Treatment for LELCS can include either standard surgical excision or Mohs micrographic surgery, with radiation reserved for lymph node involvement, tumor recurrence, or poor surgical candidates.2,3,5 With appropriate therapy, prognosis may be considered favorable. Data from 49 LELCS patients presenting from 1988 and 2008 showed that 36 (73.5%) had no evidence of recurrence after treatment with standard surgical excision, 4 (8.2%) had local recurrence, and 6 (12.2%) developed lymph node metastasis, which led to death in 1 (2.0%) patient.2

Given the histologic similarity of LELCS to nasopharyngeal carcinoma, it is important to rule out the possibility of cutaneous metastasis, which can be done by testing for Epstein-Barr virus and performing either computed tomography imaging or comprehensive laryngoscopic examination of the head and neck region. In the current case, the patient was referred for laryngoscopy, at which time no suspicious lesions were identified. He subsequently underwent treatment with Mohs micrographic surgery, and the tumor was cleared after 2 surgical stages. At 5-month follow-up, the patient continued to do well with no signs of clinical recurrence.

Cutaneous lymphadenoma may be included in the differential diagnosis for LELCS on histopathology. This neoplasm is characterized by a well-circumscribed dermal proliferation of basaloid tumor islands within a fibrotic stroma (Figure 1). The basaloid cells may display peripheral palisading, and lymphocytes often are seen infiltrating the tumor lobules and the surrounding stroma (Figure 1 inset). Clinically, cutaneous lymphadenomas are slowly growing nodules that typically occur in young to middle-aged patients,4,6 unlike LELCS, which is more commonly observed in middle-aged to elderly patients.2

Figure 1. Lymphadenoma consisting of a well-circumscribed dermal proliferation of basaloid tumor islands within a fibrotic stroma and dense lymphocytic infiltrate (H&E, original magnification ×50 [inset, original magnification ×400]).

The dense lymphocytic infiltrate seen in LELCS may obscure the neoplastic epithelioid cells and in doing so may mimic a lymphoproliferative disorder, such as lymphomatoid papulosis (LyP). Lymphomatoid papulosis is a chronic CD30+ lymphoproliferative disorder consisting of recurrent crops of self-resolving papulonodules occurring on the trunk, arms, and legs. The average age of onset is in the third to fourth decades of life. Histology is dependent on the subtype; type A, the most common subtype, displays a wedge-shaped dermal infiltrate consisting of small lymphocytes (Figure 2) admixed with larger CD30+ atypical lymphocytes with prominent nucleoli (Figure 2 inset).7 Bizarre, binucleated forms resembling Reed-Sternberg cells also may be observed along with hallmark cells, which contain a horseshoe-shaped nucleus. The presence of admixed neutrophils and eosinophils also are common in type A LyP, a feature that is not characteristic of LELCS. Moreover, the atypical cells in LyP would not stain positively for epithelial markers as they would in LELCS.

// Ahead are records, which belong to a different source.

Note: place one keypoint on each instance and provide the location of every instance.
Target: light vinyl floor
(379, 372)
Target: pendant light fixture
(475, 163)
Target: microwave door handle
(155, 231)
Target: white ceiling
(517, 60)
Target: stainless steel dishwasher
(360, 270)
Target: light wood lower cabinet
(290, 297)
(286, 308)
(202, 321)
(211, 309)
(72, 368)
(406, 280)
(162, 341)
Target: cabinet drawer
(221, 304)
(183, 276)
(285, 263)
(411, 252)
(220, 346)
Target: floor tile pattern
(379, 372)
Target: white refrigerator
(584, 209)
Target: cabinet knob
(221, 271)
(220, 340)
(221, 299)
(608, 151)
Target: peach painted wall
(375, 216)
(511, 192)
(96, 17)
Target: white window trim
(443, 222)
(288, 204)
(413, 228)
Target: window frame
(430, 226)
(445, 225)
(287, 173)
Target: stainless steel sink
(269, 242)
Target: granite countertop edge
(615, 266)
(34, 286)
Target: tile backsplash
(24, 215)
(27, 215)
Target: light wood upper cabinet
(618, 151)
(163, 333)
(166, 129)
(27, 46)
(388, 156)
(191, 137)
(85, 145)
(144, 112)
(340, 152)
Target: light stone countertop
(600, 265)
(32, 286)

Figure 2. Type A lymphomatoid papulosis showing enlarged, pleomorphic lymphocytes with prominent nucleoli admixed with small lymphocytes (H&E, original magnification ×200). CD30 staining highlights large atypical lymphocytes (inset, original magnification ×200).

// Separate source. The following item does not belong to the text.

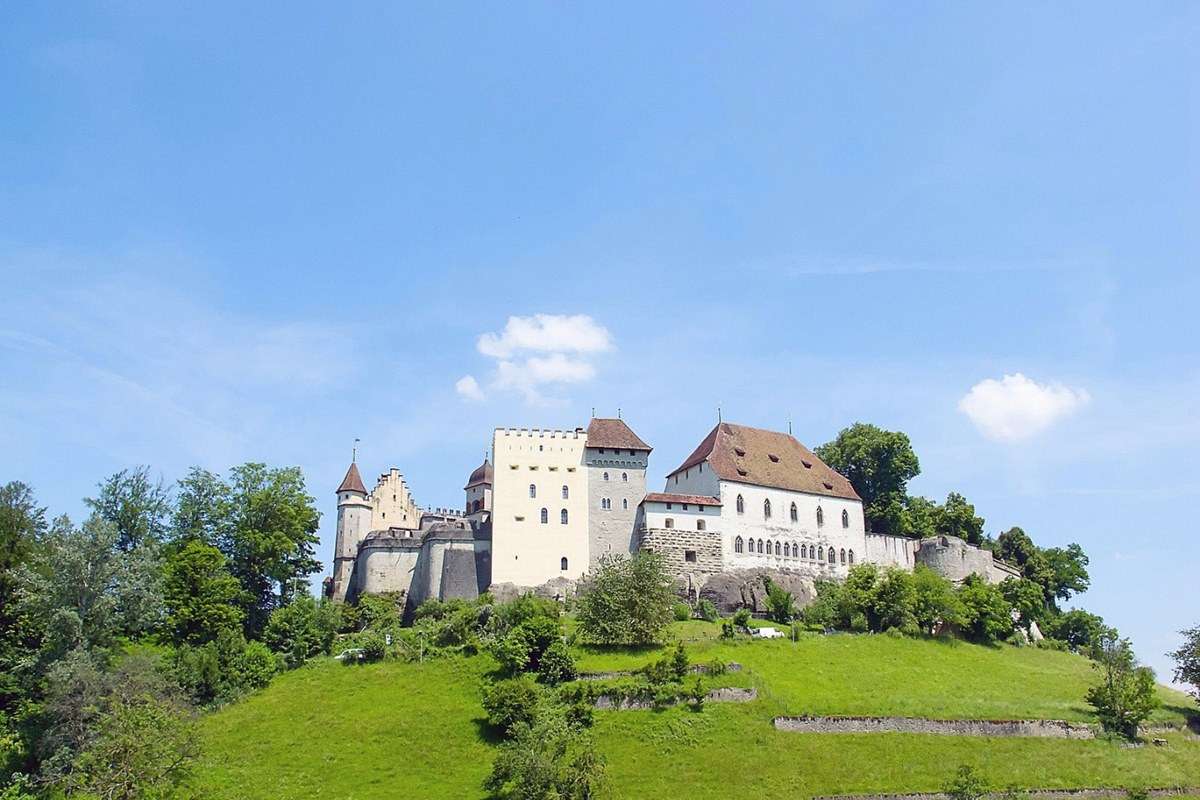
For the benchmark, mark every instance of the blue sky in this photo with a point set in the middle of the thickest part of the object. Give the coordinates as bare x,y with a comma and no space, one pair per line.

Rosai-Dorfman disease is a rare condition that usually presents with painless cervical lymphadenopathy, typically in the first and second decades of life. Skin involvement can be seen in a small subset of extranodal cases, but cutaneous involvement alone is uncommon. On histopathology, cutaneous lesions are characterized by a dense dermal infiltrate of atypical histiocytes with vesicular nuclei and pale cytoplasm admixed with inflammatory cells, including lymphocytes, neutrophils, and plasma cells (Figure 3). Intracytoplasmic inflammatory cells or emperipolesis often is appreciated (Figure 3 inset).8,9 The atypical histiocytes stain positively for S100 and negatively for CD1a.

Figure 3. Rosai-Dorfman disease displaying atypical, pale-staining histiocytes admixed with a dense dermal infiltrate of inflammatory cells (H&E, original magnification ×200) and emperipolesis (arrow)(inset [H&E, original magnification ×400]).

Lymphoepitheliomalike carcinoma of the skin sometimes is considered to be a poorly differentiated, inflamed variant of squamous cell carcinoma (SCC).10 A number of features may allow distinction of a primary cutaneous SCC from LELCS; for instance, SCC is more likely to have an epidermal connection and at least focal signs of squamous differentiation,11 which can include the presence of poorly differentiated epithelial cells with mitoses (Figure 4), keratin pearls, dyskeratotic cells, or intercellular bridges.12 Moreover, SCCs have a more variable surrounding inflammatory infiltrate compared to LELCS.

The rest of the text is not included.